Auckland-born euthanasia advocate Sean Davison has been ordered by a South African court to serve three years under house arrest after pleading guilty to assisted suicide.

The 58-year-old, who initially faced three charges of premedited murder at the Western Cape High Court, will serve another five years on probation following the house arrest. However, a conviction of a similar crime during that period could put him behind bars for the full eight years.

Davison was accused in court documents of engaging in euthanasia – not only assisted suicide – since he took the final actions that caused death.

Renée Joubert, executive officer of Euthanasia-Free NZ, a group which opposes euthanasia and assisted dying in New Zealand, applauded the decision today.

"These facts demonstrate that it’s not necessary for a doctor to perform euthanasia or assisted suicide, which is one of the points made in the Doctors Say No open letter," she said. 

The first charge against Davison was that he administered a lethal dose of medication in 2013 to his friend, 43-year-old Anrich Burger, who became a quadriplegic after a motor vehicle accident.

The second charge related to causing death by asphyxiation in 2015 to Justin Varian, who was diagnosed with motor neuron disease four years earlier.

Five days before his death, Mr Varian reported that he wasn’t in physical pain but that loneliness and a sense of isolation contributed to his desire to die, Ms Joubert said.

The third charge was that he administered a lethal dose of drugs to 32-year-old Richard Holland in 2015. Three years earlier, Holland sustained a brain injury after being knocked off his bike and was diagnosed with locked-in syndrome.

In 2011, Davison was sentenced to five months' house arrest in Dunedin after pleading guilty to counselling and procuring the suicide by lethal overdose of his mother, Patricia Ferguson.
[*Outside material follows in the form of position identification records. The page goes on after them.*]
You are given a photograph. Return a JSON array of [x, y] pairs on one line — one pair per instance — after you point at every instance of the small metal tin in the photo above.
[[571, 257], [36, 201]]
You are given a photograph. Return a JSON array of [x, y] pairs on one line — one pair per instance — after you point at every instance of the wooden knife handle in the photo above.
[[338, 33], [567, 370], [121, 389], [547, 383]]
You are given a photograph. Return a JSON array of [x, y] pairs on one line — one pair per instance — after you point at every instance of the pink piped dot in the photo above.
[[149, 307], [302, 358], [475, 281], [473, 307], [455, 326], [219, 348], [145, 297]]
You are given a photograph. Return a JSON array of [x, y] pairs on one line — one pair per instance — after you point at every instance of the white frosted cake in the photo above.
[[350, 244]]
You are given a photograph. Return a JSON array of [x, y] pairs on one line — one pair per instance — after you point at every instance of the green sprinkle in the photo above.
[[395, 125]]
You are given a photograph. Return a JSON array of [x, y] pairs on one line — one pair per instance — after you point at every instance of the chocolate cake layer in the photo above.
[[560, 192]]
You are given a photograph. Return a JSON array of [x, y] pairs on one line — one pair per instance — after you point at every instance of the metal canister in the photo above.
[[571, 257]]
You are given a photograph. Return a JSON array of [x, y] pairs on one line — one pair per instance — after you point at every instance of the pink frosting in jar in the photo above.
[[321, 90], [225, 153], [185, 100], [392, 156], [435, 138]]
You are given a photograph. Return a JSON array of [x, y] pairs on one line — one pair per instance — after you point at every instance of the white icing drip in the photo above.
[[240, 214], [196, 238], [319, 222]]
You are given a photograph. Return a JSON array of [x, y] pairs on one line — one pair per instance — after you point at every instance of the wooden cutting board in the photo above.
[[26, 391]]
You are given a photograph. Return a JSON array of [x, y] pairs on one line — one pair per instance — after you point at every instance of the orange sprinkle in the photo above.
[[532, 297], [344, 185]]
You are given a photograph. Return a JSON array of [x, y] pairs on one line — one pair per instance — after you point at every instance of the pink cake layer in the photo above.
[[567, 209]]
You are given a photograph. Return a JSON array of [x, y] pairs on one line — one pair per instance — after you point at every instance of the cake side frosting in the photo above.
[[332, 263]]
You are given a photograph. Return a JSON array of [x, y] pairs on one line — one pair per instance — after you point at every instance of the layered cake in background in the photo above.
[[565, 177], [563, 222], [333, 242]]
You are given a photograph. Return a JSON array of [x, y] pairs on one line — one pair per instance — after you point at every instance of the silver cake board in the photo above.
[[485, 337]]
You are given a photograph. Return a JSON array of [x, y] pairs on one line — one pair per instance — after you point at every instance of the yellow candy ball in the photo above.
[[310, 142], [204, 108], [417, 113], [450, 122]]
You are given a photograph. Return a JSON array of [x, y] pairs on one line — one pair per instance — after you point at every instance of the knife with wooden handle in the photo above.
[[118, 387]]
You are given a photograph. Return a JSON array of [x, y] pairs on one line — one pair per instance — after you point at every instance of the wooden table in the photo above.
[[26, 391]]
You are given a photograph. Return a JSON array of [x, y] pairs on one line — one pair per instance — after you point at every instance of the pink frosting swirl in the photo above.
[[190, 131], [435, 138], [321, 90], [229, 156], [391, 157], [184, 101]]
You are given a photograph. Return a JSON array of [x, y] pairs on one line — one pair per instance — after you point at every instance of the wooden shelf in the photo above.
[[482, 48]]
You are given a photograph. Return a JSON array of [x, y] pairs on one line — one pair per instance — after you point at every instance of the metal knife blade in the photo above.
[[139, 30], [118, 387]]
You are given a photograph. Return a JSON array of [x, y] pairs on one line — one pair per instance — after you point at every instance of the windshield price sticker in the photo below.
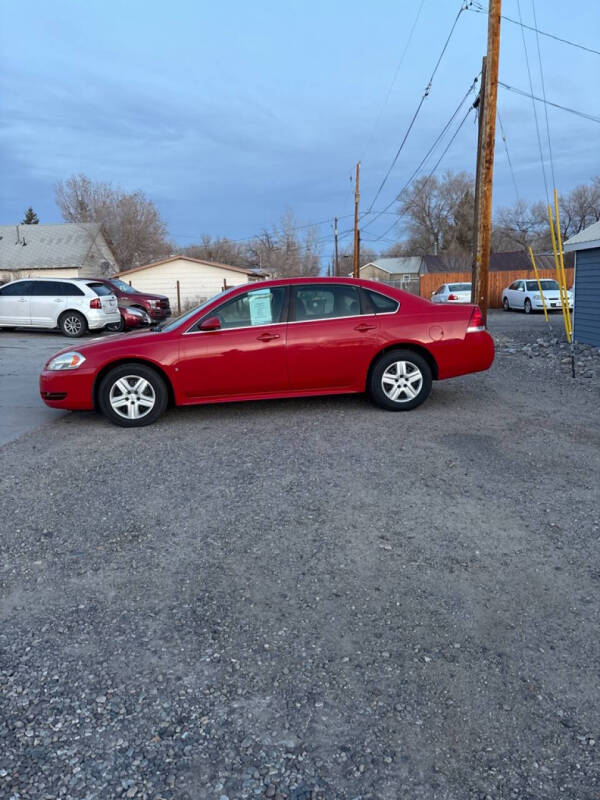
[[260, 307]]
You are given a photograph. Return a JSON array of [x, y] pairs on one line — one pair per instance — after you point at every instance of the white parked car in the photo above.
[[452, 293], [74, 305], [524, 294]]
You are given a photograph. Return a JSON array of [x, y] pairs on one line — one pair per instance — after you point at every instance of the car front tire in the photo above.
[[400, 380], [73, 324], [132, 395]]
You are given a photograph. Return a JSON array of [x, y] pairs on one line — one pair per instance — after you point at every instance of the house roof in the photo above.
[[499, 262], [584, 240], [46, 246], [394, 266], [195, 260]]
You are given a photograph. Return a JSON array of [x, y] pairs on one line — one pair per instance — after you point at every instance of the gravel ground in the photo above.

Davison returned to South Africa in 2012.

In 2016, he became president of the World Federation of Right to Die Societies, the international organisation of which the New Zealand End of Life Choice Society (formerly the Voluntary Euthanasia Society), is a member.


In 2016 he became president of the World Federation of Right to Die Societies, the international organisation of which the New Zealand End of Life Choice Society (formerly the Voluntary Euthanasia Society), is a member.

At the Federation’s 2018 conference Davison advocated for euthanasia on the basis of mental suffering alone.

“The proposal to limit eligibility to terminal illness is arbitrary and unsustainable considering the fact that key euthanasia advocates such as Davison are calling for much wider criteria,” says Ms Joubert. “As has happened in Oregon and in the Netherlands, we expect the interpretation of an ‘assisted dying’ law to widen over time, to include more categories of people in the name of equality.”

“Nowadays in Oregon a person is considered “terminal with six months to live” if they are expected to die within six months without receiving medical treatment. Eligible conditions have included arthritis, diabetes and musculoskeletal disorders.

“Politicians who don’t want euthanasia to be available to people with disabilities, mental illness, and others who may have decades to live, need to vote against the End of Life Choice Bill on 26 June,” Ms Joubert warns.